Research

Secrets in your Bundle(.js) - The Festive Gift Attackers Always Wanted

Benjamin Marr
Author
Benjamin Marr
Security Engineer

News of leaked API keys and the breaches that follow have been commonplace lately. So why is it that these secret, sensitive tokens seem to be getting so easily leaked or exposed?

We recently reviewed our own secrets detection capabilities, and did a deep dive into the types of secret exposures that traditional vulnerability scanners can detect. We developed a novel secrets detection method, and what we found was astonishing. This project revealed that there is a major class of leaked secrets weakness that is not being handled sufficiently by existing tooling - especially when it comes to secrets used by single-page applications.

We discovered and reported a plethora of critically sensitive secrets exposed by application front-ends. This included hundreds of Github API keys (some with full repository access), tokens providing us access to private ticketing systems, and lots more, such as secrets giving us the ability to post messages to private Slack channels. 

Traditional Secrets Detection Methods

The traditional fully automated method for detecting application secrets hiding in plain sight is to search through a list of known common locations, and use a regular expression to match known secret formats. Whilst this method offers value and can be used to find some secrets that get accidentally exposed, it has serious limitations and won’t catch all types of exposures - particularly those which require spidering. 

Let's take a look at the GitLab personal token template from Nuclei as an example to see why this is the case. Bear in mind, this is not a limitation of Nuclei, it is a limitation of large scale infrastructure scanning common to all VM platforms:

If we give Nuclei the URL “https://portal.intruder.io” the template will execute the following:

  1. Make a HTTP GET request to https://portal.intruder.io 
  2. Read the direct response to this single request, ignoring any other pages/files including resources such as JS files (important for later).
  3. Attempt to identify the pattern of a GitLab personal access token
  4. If successful, make a follow up request to ascertain if the token is active via GitLab.com’s public API.
  5. If active, raise an issue

Whilst this typical usage is generally effective, and especially so when the template defines paths where secrets are commonly exposed, it will not detect secrets stored in JavaScript bundles. Nuclei gets fed the base URL of an application (e.g. https://portal.intruder.io and not https://portal.intruder.io/assets/index-DzChsIZu.js, where the secret resides). This is an important distinction as the JavaScript file(s) that powers the web application contains the developer’s custom code, and therefore is one of the most likely places an exposed token could be found.

What About DAST and SAST?

There are some Dynamic Application Security Testing (DAST) scanners out there which can spider applications looking for secrets in a more robust manner than the traditional non-spidering method above. However, this is a more expensive type of scanning which needs in-depth configuration and tends to be reserved for a few select applications run by the business. Additionally, we have not come across many DAST scanners which implement a wide range of secrets regular expressions, compared to secrets-specific scanners like Trufflehog.

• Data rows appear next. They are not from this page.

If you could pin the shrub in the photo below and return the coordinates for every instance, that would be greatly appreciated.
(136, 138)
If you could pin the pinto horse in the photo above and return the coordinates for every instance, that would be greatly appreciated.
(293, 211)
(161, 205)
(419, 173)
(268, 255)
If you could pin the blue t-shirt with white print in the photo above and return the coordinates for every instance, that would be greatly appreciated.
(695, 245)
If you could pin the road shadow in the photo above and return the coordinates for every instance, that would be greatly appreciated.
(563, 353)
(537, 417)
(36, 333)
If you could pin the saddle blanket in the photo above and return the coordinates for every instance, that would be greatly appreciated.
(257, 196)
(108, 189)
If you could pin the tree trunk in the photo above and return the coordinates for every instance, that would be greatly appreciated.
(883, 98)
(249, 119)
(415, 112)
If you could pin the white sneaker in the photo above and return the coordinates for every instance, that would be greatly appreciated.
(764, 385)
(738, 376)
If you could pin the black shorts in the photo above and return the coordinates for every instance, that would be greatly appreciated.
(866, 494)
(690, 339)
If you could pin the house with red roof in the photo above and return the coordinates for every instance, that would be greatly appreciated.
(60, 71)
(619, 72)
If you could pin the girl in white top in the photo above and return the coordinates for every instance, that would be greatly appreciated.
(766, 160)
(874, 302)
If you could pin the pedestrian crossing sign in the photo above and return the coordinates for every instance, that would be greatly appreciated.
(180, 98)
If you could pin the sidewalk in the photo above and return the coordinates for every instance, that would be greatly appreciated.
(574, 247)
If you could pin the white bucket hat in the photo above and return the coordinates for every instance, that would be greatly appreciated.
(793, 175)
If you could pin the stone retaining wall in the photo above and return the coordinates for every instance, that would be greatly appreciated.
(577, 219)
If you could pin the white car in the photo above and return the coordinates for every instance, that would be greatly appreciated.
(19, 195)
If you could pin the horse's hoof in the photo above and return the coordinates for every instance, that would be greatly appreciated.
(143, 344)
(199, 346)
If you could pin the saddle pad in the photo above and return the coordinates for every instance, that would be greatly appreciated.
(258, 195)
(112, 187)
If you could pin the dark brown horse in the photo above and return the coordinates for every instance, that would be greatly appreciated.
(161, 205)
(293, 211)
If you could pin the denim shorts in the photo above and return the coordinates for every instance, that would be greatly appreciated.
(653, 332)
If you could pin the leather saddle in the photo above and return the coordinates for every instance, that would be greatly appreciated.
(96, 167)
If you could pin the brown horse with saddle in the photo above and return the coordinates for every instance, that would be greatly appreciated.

You may also be thinking “Aha! But my Static Application Security Testing (SAST) scanner has me covered!”. And you are partially right - that SAST methods are a primary way to detect secrets in code and prevent exposures. But unfortunately they do not cover the whole picture, and we will detail an example below which would not have been caught by a SAST scanner.

Do Secrets Really Get Bundled in JavaScript?

When we embarked on this project we had significant doubts as to how common this problem would be. Are secrets really getting bundled into a JavaScript front-end, and is this really common enough to need an automated solution?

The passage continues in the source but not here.